I suppose the other possibility is that Cedric left Redcon1. There is always a chance for it; However, what 43-year-old bodybuilder is going to leave the ship without another sponsor. He might have one, but Nick wouldn’t have had time to shoot his video, and neither would Kevin Grech of EvolutionOfBodybuilding.net have had enough time to publish an article if it were. If Ced had all this planned properly, people would hear the news that he left Redcon in the same breath as the news of his new deal. Plus, 43 or not, Pro Athletes don’t usually think of lucrative contracts.

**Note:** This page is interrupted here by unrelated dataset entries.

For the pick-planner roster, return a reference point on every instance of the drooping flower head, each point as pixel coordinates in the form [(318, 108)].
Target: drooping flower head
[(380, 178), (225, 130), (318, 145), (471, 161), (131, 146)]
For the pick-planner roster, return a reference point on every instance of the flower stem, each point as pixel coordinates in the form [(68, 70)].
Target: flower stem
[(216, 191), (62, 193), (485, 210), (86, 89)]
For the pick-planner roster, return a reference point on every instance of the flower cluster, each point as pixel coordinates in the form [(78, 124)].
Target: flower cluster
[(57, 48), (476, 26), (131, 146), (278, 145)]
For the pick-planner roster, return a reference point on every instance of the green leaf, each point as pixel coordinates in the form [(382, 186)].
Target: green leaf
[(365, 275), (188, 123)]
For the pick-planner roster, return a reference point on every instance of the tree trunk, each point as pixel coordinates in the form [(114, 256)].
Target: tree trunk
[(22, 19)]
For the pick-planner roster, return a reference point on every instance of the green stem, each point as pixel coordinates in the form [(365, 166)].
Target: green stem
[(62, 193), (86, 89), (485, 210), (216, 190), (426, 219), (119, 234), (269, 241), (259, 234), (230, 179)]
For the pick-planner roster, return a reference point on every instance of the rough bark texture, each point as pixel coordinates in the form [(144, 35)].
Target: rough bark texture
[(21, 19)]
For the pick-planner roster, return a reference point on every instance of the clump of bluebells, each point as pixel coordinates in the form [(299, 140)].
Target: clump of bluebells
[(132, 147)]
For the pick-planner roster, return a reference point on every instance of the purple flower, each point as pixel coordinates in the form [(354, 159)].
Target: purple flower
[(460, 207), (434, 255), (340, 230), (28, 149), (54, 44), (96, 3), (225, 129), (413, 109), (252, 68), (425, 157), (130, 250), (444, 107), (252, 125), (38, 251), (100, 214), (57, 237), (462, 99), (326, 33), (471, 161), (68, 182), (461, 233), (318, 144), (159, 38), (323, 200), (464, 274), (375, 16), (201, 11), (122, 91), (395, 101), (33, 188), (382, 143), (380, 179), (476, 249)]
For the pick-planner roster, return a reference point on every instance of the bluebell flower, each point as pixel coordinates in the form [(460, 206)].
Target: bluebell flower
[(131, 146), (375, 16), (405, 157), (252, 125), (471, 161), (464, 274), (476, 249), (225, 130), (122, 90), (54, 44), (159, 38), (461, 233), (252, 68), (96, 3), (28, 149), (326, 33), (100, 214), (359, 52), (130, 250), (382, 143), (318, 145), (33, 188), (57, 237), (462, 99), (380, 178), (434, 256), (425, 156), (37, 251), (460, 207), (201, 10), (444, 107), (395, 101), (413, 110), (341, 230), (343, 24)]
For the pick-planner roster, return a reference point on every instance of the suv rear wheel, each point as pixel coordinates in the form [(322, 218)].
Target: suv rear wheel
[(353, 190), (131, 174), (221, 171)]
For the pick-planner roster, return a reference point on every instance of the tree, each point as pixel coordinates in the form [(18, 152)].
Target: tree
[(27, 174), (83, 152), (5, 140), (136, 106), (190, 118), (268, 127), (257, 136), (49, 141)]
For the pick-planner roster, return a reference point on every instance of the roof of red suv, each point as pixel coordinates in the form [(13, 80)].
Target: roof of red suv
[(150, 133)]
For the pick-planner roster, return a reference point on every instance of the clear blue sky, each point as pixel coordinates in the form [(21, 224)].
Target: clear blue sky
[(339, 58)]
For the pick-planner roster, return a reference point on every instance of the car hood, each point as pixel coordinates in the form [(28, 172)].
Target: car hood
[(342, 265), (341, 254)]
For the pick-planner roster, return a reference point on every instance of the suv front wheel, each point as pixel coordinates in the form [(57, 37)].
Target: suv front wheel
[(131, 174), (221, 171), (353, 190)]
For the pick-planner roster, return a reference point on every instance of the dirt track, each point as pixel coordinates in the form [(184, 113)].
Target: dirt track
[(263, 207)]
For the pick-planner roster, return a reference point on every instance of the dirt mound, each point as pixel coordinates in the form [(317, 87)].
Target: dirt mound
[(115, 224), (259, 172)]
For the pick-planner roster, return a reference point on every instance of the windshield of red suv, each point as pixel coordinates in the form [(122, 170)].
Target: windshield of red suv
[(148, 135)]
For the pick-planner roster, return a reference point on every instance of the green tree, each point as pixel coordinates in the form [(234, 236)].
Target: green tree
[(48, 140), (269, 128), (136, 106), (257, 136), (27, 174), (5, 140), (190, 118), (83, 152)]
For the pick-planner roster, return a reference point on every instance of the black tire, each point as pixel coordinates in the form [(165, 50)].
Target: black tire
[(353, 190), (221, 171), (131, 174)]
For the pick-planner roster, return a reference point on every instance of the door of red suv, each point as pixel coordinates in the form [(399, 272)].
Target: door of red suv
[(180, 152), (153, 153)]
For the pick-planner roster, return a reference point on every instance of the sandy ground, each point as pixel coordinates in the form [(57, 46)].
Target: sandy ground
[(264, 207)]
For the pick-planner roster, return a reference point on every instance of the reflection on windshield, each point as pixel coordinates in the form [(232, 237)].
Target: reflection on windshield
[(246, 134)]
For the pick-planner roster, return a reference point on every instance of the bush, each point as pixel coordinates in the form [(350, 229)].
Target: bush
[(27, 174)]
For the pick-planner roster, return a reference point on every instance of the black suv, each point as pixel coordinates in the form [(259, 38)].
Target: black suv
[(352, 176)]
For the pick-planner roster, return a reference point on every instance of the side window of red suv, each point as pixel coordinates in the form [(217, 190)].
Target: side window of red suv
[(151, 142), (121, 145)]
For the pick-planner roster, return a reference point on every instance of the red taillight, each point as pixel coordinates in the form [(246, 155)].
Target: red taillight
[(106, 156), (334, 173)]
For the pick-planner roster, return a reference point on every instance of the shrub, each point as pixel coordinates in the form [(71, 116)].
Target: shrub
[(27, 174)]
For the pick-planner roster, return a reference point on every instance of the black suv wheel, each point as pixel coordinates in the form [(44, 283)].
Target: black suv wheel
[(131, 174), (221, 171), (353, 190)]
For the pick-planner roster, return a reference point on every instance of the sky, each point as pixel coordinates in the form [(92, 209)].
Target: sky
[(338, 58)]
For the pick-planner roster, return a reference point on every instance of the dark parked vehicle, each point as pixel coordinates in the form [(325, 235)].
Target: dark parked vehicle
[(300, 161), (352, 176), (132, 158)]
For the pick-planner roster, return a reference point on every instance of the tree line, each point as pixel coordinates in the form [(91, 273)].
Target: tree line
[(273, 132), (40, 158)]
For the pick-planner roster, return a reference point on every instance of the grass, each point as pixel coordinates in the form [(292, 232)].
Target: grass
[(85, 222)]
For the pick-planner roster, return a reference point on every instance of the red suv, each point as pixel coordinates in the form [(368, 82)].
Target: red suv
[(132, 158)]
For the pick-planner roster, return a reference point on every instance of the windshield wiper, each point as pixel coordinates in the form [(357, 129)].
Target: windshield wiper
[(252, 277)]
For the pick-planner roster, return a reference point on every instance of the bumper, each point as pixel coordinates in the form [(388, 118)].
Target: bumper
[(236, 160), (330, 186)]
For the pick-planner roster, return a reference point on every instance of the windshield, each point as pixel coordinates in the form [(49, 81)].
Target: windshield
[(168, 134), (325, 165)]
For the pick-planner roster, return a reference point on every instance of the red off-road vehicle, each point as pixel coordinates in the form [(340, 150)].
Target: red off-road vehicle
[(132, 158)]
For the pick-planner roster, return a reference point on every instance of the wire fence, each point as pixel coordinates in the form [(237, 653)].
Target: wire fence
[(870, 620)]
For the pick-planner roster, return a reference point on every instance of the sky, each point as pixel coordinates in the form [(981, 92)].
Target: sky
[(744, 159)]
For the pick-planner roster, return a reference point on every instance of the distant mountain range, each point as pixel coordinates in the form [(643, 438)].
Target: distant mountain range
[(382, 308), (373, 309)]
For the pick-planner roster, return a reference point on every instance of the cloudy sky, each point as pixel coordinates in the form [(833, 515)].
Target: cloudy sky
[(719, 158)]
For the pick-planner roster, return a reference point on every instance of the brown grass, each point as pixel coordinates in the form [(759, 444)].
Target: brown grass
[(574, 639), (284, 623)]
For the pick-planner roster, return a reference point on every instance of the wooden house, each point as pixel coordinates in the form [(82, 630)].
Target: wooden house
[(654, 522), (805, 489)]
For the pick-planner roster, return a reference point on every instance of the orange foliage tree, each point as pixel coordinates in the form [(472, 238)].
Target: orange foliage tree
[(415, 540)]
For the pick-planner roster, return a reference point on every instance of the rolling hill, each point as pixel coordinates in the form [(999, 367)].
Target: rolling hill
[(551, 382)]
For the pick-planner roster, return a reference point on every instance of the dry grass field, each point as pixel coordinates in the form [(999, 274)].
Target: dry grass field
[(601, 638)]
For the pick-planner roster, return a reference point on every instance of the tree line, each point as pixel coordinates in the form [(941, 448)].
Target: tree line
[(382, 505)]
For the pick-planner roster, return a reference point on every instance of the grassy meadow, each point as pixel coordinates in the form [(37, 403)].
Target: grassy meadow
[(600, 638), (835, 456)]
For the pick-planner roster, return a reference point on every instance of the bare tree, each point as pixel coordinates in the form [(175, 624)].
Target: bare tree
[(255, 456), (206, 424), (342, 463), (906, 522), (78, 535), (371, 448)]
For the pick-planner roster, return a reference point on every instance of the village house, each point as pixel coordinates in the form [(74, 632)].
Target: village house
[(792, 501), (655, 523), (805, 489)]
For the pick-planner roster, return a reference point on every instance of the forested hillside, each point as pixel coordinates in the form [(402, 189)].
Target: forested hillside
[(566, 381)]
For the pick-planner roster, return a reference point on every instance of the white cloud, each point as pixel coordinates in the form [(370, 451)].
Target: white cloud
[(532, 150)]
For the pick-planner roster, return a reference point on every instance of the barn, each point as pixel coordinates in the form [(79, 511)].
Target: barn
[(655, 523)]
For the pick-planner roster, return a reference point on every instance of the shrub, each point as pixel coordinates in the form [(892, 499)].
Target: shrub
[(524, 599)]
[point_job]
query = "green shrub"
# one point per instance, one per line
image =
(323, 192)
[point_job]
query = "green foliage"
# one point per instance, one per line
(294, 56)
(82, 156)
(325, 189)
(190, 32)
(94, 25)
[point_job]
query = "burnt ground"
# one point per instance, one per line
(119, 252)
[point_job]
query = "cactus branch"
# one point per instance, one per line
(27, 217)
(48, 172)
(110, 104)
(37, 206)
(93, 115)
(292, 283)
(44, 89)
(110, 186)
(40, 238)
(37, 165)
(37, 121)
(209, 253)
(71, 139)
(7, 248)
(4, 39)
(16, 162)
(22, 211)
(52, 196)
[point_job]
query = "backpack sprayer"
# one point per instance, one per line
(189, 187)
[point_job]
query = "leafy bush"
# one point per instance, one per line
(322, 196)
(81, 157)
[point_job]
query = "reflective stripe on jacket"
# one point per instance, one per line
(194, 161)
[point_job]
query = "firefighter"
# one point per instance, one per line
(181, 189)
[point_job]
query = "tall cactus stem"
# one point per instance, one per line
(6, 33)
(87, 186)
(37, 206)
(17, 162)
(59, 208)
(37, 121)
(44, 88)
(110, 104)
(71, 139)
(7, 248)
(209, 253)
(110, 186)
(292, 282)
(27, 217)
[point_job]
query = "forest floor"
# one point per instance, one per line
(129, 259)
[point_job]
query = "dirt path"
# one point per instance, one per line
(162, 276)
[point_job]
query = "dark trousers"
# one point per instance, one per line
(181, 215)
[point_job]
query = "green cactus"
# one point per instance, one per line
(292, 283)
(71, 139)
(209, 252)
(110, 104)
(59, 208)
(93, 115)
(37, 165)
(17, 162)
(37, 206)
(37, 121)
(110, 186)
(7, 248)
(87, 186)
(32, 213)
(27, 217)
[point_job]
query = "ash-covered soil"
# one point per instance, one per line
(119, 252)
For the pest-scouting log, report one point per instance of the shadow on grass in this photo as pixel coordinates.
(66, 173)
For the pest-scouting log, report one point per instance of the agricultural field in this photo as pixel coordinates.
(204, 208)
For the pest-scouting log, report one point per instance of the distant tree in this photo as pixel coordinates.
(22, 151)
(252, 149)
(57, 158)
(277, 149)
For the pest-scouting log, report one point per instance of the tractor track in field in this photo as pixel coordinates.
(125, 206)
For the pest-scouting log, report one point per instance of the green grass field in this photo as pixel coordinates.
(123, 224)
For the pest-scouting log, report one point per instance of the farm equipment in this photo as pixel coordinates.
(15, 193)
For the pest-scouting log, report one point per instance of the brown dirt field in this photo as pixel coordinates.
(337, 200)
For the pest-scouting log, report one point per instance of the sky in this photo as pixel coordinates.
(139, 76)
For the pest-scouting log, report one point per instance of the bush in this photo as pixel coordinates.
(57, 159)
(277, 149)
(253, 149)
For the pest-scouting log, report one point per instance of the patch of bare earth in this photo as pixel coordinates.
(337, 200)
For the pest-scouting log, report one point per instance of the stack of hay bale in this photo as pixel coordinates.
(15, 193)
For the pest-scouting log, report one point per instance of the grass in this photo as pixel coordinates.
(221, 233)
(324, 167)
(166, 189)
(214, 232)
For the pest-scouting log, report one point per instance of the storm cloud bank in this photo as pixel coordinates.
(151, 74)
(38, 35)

Of course, we also don’t know how “lucrative” his deal was. He might have gotten $ 3,000 a month, with bonuses and possibly contest bonuses. That’s fine for someone in their twenties, but for a professional soldier who is likely to retire after age 20, three grand a month isn’t exactly a lot of money. Maybe he deserved more. I would be shocked if he made more than $ 6,000 a month. Although it is possible, I highly doubt it.

Another distant possibility is that Cedric left after Aaron went on the offensive with Arnold. The thing is, it’s hard to tell when the break (assuming there was one) happened. Hence, we have to look at social media and schedules and speculate as to why McMillan is no longer with Redcon1. What do you think of the matter? Was it dropped, did it run or what?